Numly describes their company as a copyright and license management corporation, providing electronic serial numbers for all things digital. Although many different types of items can use a Numly Number, the service for bloggers and other authors mainly provides a means to prove ownership and time of publication of written material. I use WordPress and have installed the wp-numly plugin that automatically assigns an electronic serial number ID to a post when I publish. It couldn’t be easier, and I am more comfortable knowing I have the records if I ever have to prove anything I’ve written has been plagiarized.

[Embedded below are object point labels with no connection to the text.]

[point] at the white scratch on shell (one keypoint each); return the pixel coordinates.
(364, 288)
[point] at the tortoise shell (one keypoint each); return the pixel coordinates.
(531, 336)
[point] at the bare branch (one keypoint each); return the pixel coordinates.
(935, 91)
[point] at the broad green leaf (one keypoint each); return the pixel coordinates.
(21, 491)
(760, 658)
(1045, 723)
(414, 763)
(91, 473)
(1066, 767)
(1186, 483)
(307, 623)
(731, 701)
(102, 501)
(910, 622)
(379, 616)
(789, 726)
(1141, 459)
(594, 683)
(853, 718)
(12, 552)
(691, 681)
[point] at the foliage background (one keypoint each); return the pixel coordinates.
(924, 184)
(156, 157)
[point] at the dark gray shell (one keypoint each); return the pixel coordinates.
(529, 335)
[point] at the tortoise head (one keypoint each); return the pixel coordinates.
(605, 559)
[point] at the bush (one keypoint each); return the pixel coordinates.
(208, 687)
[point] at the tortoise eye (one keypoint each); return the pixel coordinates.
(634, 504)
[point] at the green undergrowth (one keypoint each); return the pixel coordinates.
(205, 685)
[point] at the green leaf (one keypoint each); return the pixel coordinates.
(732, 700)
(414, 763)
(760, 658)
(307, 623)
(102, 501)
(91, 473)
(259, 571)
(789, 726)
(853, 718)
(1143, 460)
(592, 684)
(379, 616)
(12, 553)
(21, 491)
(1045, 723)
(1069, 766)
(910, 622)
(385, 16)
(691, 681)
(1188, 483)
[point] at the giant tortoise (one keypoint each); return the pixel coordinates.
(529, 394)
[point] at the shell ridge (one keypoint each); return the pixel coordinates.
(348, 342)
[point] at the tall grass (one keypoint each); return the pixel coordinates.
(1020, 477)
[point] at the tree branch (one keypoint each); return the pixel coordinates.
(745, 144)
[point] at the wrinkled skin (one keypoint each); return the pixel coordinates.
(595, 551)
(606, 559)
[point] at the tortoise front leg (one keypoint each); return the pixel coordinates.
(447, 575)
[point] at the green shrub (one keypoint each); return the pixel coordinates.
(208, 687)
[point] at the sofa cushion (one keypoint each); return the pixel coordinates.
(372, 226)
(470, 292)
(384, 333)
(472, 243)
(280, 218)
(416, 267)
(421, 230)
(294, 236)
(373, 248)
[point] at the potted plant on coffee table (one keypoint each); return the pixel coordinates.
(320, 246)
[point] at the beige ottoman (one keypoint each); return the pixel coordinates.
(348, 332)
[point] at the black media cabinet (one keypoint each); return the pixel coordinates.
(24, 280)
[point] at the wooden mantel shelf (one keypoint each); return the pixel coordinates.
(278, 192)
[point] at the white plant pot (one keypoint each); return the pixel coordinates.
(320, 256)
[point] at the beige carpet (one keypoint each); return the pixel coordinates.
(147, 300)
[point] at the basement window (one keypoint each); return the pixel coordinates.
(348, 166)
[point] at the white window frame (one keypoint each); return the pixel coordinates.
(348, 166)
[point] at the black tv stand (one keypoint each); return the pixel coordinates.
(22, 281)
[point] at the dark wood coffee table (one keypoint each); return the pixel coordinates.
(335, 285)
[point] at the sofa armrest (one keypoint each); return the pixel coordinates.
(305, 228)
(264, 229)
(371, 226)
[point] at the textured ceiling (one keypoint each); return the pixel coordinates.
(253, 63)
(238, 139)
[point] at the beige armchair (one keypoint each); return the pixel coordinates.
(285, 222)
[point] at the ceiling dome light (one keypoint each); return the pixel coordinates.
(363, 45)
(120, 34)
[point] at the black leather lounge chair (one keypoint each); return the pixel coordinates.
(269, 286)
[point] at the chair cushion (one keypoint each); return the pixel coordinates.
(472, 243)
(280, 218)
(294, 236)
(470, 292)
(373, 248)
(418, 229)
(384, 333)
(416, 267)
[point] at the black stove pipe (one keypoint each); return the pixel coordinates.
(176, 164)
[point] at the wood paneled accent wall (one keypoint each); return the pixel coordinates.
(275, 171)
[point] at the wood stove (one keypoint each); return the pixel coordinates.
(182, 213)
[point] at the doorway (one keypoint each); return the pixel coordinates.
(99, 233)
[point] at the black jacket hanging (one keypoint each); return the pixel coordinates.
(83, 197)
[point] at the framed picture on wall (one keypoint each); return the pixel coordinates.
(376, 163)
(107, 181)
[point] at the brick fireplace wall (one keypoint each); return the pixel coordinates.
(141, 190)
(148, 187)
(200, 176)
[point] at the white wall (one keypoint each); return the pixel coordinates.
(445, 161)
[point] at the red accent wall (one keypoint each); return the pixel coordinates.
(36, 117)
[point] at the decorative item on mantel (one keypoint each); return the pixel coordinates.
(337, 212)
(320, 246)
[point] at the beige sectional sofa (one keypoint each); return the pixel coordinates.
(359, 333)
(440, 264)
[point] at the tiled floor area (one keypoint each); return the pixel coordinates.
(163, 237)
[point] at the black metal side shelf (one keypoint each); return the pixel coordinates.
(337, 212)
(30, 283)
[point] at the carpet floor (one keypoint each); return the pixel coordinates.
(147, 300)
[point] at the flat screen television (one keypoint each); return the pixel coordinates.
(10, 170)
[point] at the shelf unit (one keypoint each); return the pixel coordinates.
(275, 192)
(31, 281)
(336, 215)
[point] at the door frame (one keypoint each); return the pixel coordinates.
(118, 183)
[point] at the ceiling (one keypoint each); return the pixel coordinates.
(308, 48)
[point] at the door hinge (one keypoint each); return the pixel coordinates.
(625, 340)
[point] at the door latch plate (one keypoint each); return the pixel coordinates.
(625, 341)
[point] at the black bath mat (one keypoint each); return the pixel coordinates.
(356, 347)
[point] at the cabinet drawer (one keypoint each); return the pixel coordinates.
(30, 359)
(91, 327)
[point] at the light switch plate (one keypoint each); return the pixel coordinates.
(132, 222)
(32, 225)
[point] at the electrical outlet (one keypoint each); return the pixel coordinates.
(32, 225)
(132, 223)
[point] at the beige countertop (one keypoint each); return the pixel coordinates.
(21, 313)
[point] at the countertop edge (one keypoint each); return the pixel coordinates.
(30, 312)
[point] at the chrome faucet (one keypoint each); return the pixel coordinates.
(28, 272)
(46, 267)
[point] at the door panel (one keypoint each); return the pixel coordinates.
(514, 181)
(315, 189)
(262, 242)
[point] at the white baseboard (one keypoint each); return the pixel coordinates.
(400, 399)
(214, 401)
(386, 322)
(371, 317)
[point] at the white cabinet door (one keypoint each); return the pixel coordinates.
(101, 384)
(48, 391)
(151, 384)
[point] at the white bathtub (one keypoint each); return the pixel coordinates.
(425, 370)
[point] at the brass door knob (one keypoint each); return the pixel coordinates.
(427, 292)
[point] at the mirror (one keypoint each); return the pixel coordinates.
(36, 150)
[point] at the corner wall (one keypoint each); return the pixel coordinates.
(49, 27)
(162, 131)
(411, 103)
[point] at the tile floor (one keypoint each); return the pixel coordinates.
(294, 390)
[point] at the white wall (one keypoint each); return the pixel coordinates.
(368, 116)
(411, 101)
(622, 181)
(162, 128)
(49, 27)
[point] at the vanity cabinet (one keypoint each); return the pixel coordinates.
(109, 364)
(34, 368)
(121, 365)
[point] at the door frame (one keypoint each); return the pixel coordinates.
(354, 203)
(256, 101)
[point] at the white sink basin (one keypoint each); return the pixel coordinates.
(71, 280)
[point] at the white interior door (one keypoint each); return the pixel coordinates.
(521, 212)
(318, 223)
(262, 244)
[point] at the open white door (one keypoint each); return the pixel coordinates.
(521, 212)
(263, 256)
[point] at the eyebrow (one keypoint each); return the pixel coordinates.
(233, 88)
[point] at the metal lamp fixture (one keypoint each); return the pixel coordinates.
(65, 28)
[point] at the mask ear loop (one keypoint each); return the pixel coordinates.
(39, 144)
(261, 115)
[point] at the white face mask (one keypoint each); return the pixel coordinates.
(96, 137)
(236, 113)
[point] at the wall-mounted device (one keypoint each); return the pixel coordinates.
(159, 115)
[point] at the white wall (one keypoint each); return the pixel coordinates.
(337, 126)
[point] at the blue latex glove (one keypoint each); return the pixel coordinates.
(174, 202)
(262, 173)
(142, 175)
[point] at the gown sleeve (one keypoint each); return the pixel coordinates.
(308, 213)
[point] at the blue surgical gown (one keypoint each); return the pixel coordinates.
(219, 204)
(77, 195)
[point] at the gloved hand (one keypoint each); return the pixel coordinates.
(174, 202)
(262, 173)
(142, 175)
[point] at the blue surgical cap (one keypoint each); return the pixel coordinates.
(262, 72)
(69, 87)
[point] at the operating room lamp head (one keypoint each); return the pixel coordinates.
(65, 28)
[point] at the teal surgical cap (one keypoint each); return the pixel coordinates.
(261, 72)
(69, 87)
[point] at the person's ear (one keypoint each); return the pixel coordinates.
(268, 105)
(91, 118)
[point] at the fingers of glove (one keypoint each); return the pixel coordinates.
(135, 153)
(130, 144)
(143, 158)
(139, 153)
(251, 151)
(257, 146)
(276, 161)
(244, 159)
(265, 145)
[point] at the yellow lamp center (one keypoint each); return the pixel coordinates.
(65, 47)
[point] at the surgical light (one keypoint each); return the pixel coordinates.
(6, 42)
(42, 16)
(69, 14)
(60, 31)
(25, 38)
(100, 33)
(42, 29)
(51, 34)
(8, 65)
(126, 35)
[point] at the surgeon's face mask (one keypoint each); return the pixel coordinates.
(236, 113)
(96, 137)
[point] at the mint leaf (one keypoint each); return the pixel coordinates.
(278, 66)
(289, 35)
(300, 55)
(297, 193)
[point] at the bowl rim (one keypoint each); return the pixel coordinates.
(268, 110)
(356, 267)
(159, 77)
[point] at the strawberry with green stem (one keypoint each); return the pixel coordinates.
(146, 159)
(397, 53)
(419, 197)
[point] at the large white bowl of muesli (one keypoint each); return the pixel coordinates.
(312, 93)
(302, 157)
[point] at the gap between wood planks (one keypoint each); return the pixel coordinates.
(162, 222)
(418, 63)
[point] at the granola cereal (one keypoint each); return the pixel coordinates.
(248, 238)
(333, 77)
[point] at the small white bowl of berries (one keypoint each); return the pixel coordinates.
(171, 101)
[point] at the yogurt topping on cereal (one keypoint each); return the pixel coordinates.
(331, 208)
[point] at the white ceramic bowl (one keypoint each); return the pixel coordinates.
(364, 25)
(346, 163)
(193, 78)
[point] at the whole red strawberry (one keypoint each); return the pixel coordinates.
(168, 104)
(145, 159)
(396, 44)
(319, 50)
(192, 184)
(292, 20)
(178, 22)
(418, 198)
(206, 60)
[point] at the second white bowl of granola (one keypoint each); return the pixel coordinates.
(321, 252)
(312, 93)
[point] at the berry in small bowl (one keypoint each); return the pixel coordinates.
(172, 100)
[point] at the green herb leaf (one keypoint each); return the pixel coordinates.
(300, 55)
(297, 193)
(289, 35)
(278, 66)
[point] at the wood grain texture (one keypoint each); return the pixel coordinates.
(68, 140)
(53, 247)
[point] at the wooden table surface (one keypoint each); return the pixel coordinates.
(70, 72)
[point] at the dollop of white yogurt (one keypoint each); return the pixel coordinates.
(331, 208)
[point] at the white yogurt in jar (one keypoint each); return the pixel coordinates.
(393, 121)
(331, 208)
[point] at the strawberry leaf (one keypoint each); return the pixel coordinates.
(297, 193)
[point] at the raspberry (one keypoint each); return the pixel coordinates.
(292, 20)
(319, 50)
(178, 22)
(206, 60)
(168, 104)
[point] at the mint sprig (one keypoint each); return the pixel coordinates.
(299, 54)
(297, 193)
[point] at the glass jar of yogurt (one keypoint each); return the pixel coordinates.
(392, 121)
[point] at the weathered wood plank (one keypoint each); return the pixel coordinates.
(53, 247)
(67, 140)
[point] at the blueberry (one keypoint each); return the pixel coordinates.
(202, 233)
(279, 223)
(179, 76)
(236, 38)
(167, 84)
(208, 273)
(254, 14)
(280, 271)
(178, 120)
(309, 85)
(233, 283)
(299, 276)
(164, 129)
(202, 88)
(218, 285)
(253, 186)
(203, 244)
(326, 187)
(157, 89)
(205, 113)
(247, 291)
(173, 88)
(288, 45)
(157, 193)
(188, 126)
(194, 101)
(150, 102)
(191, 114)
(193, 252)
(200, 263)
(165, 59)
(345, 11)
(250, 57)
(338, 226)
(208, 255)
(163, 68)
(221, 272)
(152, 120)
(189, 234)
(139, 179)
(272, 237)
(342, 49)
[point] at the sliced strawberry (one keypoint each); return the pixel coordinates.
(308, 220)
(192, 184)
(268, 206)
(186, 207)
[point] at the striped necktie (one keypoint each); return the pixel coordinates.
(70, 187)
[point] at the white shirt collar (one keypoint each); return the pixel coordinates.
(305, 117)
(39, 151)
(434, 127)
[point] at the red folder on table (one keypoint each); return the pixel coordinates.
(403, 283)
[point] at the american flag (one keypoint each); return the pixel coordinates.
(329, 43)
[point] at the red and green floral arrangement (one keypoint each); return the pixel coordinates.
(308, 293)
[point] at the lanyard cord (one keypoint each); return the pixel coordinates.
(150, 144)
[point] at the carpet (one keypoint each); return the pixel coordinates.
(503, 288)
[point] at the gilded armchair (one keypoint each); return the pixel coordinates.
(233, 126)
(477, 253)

Unfortunately all of us who publish on the web, no matter how small our sites or semantically challenged our writing, are vulnerable to having our content stolen. Many of us are fairly flexible about how our writing is republished, quoted or otherwise used. Even though some sites, like this one, publish a page specifically detailing attribution and copyright requirements, concerns are mainly for the “inappropriate” reuse of content. In my case, if the reuse of my content is by a human or company with a legitimate web site and purpose, I am most likely OK with it. “Fair Use”, good attribution, and asking permission with an email in uncertain cases, go a long way toward avoiding disagreements when content is reused.
In the end, I’m not sure anything, even methods and tools like those provided by Numly and Plagiarism Today, can prevent malicious content theft. But… with Numly in place and a resource like Plagiarism today, I hope we will all have the confidence to aggressively go after any sites that, for example, scrape our feeds.